Step 2: Reinforcement learning via group relative policy optimization (GRPO). Following SFT, the model was refined using GRPO, a reinforcement learning algorithm that rewards correct results without the need for a separate value model.
THE "Non-KL" Change: Unlike standard RLHF, TII has removed the KL divergence penalty entirely (beta = 0). This allowed the model to deviate significantly from its basic SFT policy, encouraging aggressive exploration of new avenues of reasoning.
Mathematics program only: Surprisingly, TII found that training exclusively on math problems during the RL phase led to better generalization across domains, including coding and science, than mixed strategies. The ablations showed that "code only" training improved coding scores but harmed general reasoning, while math-focused RL improved performance globally.
TII optimized the model specifically for Test-Time Scaling (TTS), a technique in which a model generates multiple reasoning paths in parallel to find the best solution.
The model uses Deep Think with Confidence (DeepConf), which leverages the model’s internal confidence scores to dynamically prune low-quality reasoning traces.
Adaptive size: During generation, the system launches a "warm" phase with 16 traces to establish a trusted baseline. It then aggressively filters subsequent traces, terminating any chain that falls below the 10th percentile of base trust.
Efficiency gains: This method creates a new Pareto frontier for deployment. In benchmark testing, the Falcon H1R 7B achieved 96.7% accuracy on AIME 25 while reducing token usage by 38% compared to the DeepSeek-R1-0528-Qwen3-8B benchmark.
TII released the Falcon H1R 7B under custom Falcon LLM 1.0 License based on Apache 2.0 — but with notable modifications — including mainly: not suing TII, and also always crediting it.
For developers and startups, the license is largely permissive:
Royalty free: Users can run, modify, and distribute the model commercially without paying TII.
Attribution: Any derivative work (including edits) must clearly indicate: "[Name of work] is built using Falcon LLM technology from the Technology Innovation Institute".
However, unlike a pure Open Source Initiative (OSI) license, the Falcon license includes a strict acceptable use policy (AUP).
The license terminates automatically if the template is used to create a work inconsistent with the AUP or if the user initiates patent litigation against TII.
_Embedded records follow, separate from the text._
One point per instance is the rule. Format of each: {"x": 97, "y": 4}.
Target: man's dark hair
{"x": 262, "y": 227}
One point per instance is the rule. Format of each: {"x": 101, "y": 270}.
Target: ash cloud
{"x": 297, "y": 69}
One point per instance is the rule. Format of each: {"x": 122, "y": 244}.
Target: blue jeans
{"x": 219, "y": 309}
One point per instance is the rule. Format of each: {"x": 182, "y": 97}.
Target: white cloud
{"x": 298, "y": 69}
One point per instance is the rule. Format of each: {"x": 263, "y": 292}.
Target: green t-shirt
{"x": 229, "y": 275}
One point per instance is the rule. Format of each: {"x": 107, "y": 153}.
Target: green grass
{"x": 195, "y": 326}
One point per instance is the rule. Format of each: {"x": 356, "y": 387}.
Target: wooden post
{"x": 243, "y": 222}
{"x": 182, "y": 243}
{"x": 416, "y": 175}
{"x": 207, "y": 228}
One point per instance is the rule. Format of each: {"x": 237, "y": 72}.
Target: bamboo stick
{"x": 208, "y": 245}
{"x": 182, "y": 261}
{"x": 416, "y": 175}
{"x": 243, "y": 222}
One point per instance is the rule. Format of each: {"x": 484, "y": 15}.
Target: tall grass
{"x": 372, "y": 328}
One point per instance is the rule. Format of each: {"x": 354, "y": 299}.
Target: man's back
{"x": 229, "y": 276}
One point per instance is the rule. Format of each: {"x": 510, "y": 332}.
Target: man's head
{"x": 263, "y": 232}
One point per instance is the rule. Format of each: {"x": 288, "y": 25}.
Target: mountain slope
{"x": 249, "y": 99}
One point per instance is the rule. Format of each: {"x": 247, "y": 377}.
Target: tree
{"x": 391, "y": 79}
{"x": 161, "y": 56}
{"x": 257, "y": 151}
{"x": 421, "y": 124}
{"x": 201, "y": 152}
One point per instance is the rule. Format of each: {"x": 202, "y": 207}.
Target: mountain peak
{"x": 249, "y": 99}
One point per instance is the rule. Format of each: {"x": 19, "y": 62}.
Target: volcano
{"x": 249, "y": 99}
More specifically, the AUP prohibits the use of the Falcon H1R 7B or its derivatives for:
Violation of Laws: Any use that violates any applicable national, federal, state, local or international law or regulation.
Damage to minors or living beings: Exploiting, harming or attempting to exploit or harm minors or living beings.
Disinformation: the generation or dissemination of verifiable false information with the aim of harming others.
Harassment: defame, disparage or otherwise harass others.
TII is not the only one betting on this hybrid future; the industry is moving more and more towards architectures which combine the advantages of SSM and Transformers.
Nvidia recently launched the Nemotron Family 3 on December 15, 2025, which uses a hybrid mix of experts (MoE) and Mamba-Transformer design to drive effective agentic AI.
IBM launched his Granite Family 4.0 on October 2, 2025, using a hybrid Mamba-Transformer architecture to reduce memory requirements by more than 70% while maintaining high performance on enterprise benchmarks.
AI21 continued on this path with its Jamba models (Joint Attention and Mamba), by launching the Jamba Family 1.5 on August 22, 2024, to strengthen agentic AI capabilities through a hybrid SSM-Transformer approach.
Mistral entered space early with Mamba Codestral on July 16, 2024, a model specifically optimized for faster and longer code generation.
The Falcon H1R 7B represents the latest evolution of this trend, specifically targeting dense reasoning tasks in a compact form factor.